Although iRhom1 is ubiquitously expressed, iRhom2 was previously reported to be predominantly expressed in cells of myeloid lineage under basal conditions18,44. However, we found that following kidney injury, total kidney mRNA expression of both iRhom1 and iRhom2 increased dramatically. We also detected iRhom2 protein expression colocalized with α-SMA in interstitial cells following UUO. In addition to association with ADAM17 at the plasma membrane, iRhom2 is necessary for translocation of ADAM17 from the endoplasmic reticulum to the Golgi. Interestingly, in the α-SMA+ myofibroblasts, the greatest iRhom2 immunofluorescence was detected in the paranuclear region, consistent with localization to Golgi and ER (Fig. 1d).

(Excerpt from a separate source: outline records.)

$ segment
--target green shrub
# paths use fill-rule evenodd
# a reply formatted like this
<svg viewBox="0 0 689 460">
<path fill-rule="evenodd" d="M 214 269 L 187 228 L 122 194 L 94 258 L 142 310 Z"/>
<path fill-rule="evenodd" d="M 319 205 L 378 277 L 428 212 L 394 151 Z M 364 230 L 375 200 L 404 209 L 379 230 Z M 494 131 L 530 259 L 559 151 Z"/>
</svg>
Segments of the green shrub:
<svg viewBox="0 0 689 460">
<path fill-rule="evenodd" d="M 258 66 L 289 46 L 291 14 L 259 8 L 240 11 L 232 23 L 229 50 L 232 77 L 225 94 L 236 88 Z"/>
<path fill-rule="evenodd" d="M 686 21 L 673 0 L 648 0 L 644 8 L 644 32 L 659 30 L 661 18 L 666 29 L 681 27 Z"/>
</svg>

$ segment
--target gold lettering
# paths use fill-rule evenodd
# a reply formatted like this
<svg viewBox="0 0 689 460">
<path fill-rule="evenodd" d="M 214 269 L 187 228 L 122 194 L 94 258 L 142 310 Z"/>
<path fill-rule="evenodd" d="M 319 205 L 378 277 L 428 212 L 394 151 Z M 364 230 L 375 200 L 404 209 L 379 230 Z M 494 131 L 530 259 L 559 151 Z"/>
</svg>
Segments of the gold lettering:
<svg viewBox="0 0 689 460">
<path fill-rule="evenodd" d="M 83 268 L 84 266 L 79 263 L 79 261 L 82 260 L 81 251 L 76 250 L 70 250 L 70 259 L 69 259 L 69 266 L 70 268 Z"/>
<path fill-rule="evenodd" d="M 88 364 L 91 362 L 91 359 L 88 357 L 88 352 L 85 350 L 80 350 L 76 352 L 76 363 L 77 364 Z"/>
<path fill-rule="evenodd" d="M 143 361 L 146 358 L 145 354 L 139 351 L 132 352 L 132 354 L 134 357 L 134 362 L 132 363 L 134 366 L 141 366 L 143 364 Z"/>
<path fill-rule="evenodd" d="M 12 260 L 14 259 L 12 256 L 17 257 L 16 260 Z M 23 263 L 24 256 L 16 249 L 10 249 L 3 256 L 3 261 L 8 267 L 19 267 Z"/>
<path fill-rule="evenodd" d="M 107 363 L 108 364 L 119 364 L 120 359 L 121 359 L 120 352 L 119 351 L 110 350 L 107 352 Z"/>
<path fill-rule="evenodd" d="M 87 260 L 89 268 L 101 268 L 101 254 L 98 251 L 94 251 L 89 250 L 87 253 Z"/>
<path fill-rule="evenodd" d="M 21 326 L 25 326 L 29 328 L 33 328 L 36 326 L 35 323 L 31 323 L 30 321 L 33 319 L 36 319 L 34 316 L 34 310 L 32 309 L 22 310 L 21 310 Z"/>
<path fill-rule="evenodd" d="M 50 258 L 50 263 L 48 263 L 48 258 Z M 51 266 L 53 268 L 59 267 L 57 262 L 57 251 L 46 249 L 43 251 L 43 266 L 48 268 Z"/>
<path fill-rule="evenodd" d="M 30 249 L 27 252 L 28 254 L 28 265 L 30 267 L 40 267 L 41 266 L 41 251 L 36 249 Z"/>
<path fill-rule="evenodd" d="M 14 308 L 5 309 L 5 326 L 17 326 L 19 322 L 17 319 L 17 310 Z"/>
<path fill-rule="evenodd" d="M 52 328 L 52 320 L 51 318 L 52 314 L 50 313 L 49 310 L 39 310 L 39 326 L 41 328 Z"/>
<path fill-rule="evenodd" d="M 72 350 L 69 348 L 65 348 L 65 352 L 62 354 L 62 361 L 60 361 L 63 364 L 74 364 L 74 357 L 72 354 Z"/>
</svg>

It was striking that although there was no difference in immunoreactive EGFR colocalization with myofibroblasts between wild type and iRhom2−/− mice, the colocalization of phospho-EGFR in the myofibroblasts was significantly decreased in iRhom2−/− mice compared to WT mice 7 days after UUO (Fig. 1j). In addition, we found that there was increased EGFR expression in kidney interstitial fibroblasts from both humans and experimental animals with tubulointerstitial fibrosis. EGFR activation has previously been shown to induce a feed-forward response to further increase EGFR expression14. These findings suggested that EGFR activation in myofibroblasts was involved in the development of tubulointerstitial fibrosis in response to injury. However, the identity and source(s) of the ligands involved are beyond the scope of the current studies since it is likely that more than one EGFR ligand may be involved. However, by taking an alternative approach to investigate the target cells, we are the first to determine that direct activation of EGFR on fibroblasts mediates the observed effect of EGFR to promote tubulointerstitial fibrosis.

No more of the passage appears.